His work has been featured on the cover of every major art publication and most magazines and newspapers across the globe.
In the last year, he has mounted critically acclaimed exhibitions in London, Helsinki, Paris, Melbourne, Florence and New York.
The exhibit at Meijer Gardens is his first show in the upper Midwest, as well as the first of its kind for the artist at a botanical garden or sculpture park.
Meijer Gardens is the permanent home of one of Weiwei’s recent works, “Iron Tree,” which was acquired by the gardens and installed in 2015 in honor of Meijer Gardens' 20th anniversary.
The sculpture measures 22 feet tall and 22 feet across and is Weiwei’s “largest and most complex” outdoor sculpture to date.
The newest exhibit will run through Aug. 20.
Visitors also can check out the annual “Butterflies Are Blooming” exhibition, which runs through April 30.
It’s time to talk about nursing.
Southwest Michigan College President David Mathews said March 2 that SMC plans to use $4 million from the state to double the size of its nursing and health education facility.
Cornerstone University President Joe Stowell recently announced the school is adding an associate degree program for nursing and partnering with the University of Detroit-Mercy to allow students to complete a Bachelor of Science in nursing degree at UDM.
And now, Muskegon Community College has announced its nursing students are again beating the national average pass rates.
Christina Donley, MCC nursing program director, said this month its graduates exceeded national averages on first-time pass rates on the National Council Licensing Examination for RNs (NCLEX-RN) and LPNs (NCLEX-PN).
On the NCLEX-RN exam, MCC graduates had a 97 percent first-time pass rate versus 81.68 percent in the nation. Meanwhile, on the NCLEX-PN, MCC graduates had a 100 percent first-time pass rate, compared to 83.7 percent nationally.
The National Council of State Boards of Nursing revises the licensing examinations every three years based on feedback from nurses in their first year of practice.
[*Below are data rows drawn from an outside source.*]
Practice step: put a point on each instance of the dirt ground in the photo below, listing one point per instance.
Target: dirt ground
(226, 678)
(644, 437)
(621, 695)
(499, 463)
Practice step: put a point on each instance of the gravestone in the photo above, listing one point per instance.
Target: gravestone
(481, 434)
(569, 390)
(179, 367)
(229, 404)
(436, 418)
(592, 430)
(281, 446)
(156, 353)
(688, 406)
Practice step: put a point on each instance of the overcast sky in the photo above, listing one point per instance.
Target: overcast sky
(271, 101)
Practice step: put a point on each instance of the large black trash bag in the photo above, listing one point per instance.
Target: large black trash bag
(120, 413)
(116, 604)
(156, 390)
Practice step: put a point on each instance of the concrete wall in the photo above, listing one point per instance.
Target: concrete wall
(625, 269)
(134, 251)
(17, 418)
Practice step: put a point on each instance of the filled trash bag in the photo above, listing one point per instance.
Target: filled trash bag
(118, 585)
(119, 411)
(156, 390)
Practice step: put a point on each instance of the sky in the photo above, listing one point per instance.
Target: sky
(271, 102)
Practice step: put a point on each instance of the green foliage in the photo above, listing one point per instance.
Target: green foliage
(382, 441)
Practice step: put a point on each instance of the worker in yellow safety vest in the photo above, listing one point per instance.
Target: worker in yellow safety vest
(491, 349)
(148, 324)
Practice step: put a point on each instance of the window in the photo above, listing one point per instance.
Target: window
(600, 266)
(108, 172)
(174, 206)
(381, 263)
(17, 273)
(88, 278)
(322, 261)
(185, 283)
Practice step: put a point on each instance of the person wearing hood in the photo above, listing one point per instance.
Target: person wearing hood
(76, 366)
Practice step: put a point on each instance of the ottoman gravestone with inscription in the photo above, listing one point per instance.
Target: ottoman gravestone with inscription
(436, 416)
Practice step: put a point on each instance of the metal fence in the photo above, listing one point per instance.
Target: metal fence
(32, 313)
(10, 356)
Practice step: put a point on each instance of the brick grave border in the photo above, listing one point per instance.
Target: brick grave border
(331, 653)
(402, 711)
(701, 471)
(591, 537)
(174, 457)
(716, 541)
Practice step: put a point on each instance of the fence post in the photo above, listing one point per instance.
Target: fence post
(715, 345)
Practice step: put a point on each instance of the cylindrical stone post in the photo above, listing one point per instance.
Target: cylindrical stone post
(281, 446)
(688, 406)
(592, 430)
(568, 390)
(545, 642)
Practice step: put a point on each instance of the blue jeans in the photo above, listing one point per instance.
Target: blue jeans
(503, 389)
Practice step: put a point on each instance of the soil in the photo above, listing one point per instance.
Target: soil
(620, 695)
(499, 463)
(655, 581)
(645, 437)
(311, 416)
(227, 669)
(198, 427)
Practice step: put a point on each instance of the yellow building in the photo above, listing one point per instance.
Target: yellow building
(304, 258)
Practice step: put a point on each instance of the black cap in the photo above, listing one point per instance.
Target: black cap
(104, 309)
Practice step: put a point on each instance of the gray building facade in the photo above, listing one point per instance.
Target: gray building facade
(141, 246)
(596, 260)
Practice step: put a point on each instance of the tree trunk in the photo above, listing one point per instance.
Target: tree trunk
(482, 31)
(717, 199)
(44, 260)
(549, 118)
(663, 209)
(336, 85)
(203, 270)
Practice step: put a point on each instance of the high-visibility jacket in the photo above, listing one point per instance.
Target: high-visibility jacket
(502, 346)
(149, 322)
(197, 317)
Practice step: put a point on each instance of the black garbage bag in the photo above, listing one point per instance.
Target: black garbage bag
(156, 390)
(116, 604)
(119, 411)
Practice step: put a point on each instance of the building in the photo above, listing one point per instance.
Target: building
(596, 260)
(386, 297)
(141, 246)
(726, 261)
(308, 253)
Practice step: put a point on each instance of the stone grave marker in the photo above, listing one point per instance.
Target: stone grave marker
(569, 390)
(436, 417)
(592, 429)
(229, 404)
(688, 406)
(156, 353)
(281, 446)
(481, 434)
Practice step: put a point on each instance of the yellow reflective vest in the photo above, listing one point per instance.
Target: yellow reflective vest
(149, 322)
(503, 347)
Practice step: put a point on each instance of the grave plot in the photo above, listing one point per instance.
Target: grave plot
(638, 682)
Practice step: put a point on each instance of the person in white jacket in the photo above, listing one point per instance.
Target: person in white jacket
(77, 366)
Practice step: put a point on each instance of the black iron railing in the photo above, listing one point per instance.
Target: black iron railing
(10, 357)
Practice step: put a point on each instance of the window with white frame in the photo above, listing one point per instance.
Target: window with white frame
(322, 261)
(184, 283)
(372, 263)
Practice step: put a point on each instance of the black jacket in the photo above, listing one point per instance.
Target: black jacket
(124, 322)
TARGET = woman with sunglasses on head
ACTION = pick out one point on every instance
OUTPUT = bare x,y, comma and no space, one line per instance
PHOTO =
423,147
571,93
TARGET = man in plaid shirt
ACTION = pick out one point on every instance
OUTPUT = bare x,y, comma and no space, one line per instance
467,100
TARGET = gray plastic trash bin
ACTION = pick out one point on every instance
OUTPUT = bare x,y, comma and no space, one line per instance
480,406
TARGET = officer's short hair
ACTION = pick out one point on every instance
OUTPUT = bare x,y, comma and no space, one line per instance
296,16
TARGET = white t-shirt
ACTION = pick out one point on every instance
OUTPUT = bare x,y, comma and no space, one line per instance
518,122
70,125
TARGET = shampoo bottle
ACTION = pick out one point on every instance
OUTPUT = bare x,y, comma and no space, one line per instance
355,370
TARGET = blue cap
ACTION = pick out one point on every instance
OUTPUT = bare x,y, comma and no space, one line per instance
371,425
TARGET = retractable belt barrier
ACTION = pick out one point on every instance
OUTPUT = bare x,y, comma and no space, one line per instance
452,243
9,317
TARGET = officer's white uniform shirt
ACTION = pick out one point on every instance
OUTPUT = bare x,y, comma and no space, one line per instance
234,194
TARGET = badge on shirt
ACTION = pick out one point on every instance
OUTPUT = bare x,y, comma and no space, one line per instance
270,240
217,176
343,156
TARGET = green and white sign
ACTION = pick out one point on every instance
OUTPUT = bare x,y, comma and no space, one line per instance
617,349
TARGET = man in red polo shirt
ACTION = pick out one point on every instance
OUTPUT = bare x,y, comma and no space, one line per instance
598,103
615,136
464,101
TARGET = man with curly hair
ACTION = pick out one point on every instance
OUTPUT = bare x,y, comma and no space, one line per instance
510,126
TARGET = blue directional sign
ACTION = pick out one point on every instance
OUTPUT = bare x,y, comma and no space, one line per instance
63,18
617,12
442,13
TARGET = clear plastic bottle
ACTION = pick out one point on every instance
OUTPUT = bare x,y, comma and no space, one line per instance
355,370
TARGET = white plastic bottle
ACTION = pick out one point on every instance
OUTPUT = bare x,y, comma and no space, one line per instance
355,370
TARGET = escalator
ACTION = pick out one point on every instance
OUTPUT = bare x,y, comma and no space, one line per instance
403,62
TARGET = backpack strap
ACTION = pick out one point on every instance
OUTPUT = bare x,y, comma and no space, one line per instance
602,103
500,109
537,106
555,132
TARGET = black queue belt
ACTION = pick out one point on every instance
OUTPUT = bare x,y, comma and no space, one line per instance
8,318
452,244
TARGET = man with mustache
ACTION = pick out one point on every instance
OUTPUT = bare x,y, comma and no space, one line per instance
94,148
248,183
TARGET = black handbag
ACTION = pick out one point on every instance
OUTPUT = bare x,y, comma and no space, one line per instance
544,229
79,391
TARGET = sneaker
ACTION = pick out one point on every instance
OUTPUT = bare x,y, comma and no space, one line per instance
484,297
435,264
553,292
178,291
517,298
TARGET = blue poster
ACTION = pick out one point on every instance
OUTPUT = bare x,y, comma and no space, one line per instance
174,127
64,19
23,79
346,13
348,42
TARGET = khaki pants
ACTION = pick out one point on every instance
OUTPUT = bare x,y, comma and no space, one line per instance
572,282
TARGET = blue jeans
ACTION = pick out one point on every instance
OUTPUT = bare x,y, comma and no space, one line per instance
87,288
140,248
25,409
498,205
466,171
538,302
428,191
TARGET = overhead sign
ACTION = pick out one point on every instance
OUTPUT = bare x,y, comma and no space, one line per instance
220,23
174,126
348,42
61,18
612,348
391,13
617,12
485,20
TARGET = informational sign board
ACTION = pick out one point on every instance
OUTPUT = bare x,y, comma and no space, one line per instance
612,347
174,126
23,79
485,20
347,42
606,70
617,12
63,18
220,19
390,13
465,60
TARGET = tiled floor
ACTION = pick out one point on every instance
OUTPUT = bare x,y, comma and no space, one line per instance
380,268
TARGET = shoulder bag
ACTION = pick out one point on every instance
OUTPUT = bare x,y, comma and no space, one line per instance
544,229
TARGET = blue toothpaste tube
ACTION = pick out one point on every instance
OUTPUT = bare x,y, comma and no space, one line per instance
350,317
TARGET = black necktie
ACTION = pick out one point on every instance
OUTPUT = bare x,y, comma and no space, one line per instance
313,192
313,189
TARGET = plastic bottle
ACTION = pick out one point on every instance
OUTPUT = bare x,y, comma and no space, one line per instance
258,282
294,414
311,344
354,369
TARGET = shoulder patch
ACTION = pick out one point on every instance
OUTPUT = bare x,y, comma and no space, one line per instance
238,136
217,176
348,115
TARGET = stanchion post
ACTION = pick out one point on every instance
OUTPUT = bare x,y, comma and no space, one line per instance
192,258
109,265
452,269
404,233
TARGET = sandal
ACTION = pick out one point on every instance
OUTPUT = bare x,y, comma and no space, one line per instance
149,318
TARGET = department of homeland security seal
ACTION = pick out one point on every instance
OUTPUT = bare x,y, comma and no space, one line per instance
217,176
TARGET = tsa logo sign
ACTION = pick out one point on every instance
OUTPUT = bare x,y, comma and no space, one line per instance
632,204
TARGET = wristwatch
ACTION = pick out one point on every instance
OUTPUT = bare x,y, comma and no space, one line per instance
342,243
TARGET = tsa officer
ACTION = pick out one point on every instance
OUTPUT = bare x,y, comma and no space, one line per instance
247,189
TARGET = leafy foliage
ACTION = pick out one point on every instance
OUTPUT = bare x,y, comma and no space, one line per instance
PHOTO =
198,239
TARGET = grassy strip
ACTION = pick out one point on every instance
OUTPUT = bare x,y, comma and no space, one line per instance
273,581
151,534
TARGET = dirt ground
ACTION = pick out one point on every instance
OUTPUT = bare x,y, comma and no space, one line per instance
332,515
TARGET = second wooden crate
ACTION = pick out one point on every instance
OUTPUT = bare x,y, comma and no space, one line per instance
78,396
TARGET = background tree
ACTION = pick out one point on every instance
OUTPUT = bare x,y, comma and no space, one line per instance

While scores nationwide decreased with the new licensing exam in 2013, MCC’s scores increased.
The first-time pass rates within the rest of the state of Michigan will be available in May.
“Our students consistently exceed the state and national averages for passing the RN and LPN NCLEX exams on their first attempt,” Donley said. “The MCC nursing faculty is proud of the achievements of our 2016 graduates and congratulates them on their success in reaching this milestone.”
In 2016, the MCC nursing program awarded 68 associate degrees in nursing and 79 practical nurse diplomas.
Benton Harbor native Sinbad was back in West Michigan this past weekend performing at LaughFest.
Despite graduating from Benton Harbor High School, Sinbad said he doesn’t get back to the area much and when he’s in Michigan, he’s normally on the east side unless he’s performing in Grand Rapids.
A bona fide comedy star in the 1990s with movies such as “First Kid,” “Houseguest” and “Jingle All the Way,” Sinbad did ease away from the Hollywood scene for a bit, but said he’s making his way back into movies and TV shows. He admitted he never expected to get back into the movies.
“You just have to work that beast,” he said.
Sinbad brushed aside any fear of bombing a comedy show and gave some sound public speaking advice while he was at it. He said a standup comedian needs to have confidence in knowing what he or she is talking about.
“That’s like asking Miles Davis if he worries about hitting bad notes,” Sinbad said. “It’s the least of your worries. If no one laughs at a joke, that becomes the joke. You read the room and move on. Comedy is weird; you can’t really explain it. The doing is the practice.”
He certainly didn’t study comedy and got a jump on his career fairly late, hitting the standup circuits for the first time in his mid-20s. His career aspirations had long included playing basketball, scuba diving, driving racecars and being a pilot.
“I look at when I started as right on time,” Sinbad said. “At 26, I had lived life. That prepared me.”